Nikhil: shared doc on the chat, please take a look
… spend time looking at compat, started with basic 2 ops, tried to understand diff
… starting with low number of ops is our preference and grow that over time to understand compat issues of each op

danielsmilkov: this is about diffing libs, looking into possible compat issue, 1) when comparing with NN API e.g. some ops allow fusing, we propose separate ops no fused kernel, under the hood implementer could fuse the ops so that it runs great on a particular hardware
… ONNX is opinionated regarding the layout, TF lite wants channels come last, different hw depend channels first or channels last
… which layout is better changes over time

Nikhil: would prefer to start very small with a POC that works, and have a plan how to grow that set of ops
… probably need a way to deal with custom ops, have a way in app space to describe custom ops share memory with matmul

ack?

ac?

Rafael: I agree with a plan to keep this hardware agnostic

<Nikhil> awesome! that would be great.

<Nikhil> regarding the script to convert onnx / tensorflow

Paul: everything Rafael basically yes, goal is to be hw agnostic
… ONNX has done work on channel formats and hit these same issues, proposed solutions

<Zakim> anssik, you wanted to ask about something and to

ack?

<Zakim> Ningxin_Hu, you wanted to talk about op set & use cases

Ningxin_Hu: thanks for the efforts of Nikhil and Daniel, great work!
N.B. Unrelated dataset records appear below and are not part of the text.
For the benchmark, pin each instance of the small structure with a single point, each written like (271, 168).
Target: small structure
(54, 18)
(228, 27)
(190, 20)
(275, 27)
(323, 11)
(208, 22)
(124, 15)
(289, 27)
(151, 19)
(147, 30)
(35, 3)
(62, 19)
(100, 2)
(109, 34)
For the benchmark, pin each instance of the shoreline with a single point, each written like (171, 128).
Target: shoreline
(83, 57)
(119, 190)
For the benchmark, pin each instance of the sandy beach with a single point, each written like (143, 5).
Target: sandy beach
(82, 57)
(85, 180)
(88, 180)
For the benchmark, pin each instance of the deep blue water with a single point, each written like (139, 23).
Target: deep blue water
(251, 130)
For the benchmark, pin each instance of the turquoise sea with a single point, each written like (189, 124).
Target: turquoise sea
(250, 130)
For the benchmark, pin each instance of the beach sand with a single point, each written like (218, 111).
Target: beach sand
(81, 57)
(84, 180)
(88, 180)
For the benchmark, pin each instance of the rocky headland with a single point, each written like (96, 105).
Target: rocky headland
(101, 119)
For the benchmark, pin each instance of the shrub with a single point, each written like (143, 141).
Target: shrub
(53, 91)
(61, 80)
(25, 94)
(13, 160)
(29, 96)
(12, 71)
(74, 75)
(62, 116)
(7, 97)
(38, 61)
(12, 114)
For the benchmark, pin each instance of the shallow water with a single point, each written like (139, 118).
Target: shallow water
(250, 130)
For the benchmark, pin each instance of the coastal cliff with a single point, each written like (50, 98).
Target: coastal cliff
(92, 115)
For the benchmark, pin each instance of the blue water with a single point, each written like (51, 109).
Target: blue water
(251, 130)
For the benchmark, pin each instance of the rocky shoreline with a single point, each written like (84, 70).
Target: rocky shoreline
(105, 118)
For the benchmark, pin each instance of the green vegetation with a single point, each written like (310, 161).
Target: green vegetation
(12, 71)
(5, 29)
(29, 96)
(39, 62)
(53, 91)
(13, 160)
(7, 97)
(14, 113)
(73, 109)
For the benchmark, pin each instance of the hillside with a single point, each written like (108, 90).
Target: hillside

Agree with approach of starting with a small set of ops and validate compat with JS libs
… proposal how to grow the op set: add ops that are needed to implement identified use cases

https://‌webmachinelearning.github.io/‌webnn/#usecases

<Ningxin_Hu> op set and use cases: https://‌github.com/‌webmachinelearning/‌webnn/‌issues/‌17#issuecomment-508426036

[silence, agreement]

Paul: we took an approach where we selected the ops that benefit from hw acceleration
… a bit similar approach to CUDA

Ningxin_Hu: if we only select expensive ops that benefit from hw, that may impose perf penalty when doing context switching

Paul: I agree, it might be worth prototyping that now, assumption we're proposing is this hybrid approach (w/ WebGL) is viable

<jonathan> What other ML frameworks should review each op, like Daniel did for TensorFlow, and confirm compatibility before we finalize the definition?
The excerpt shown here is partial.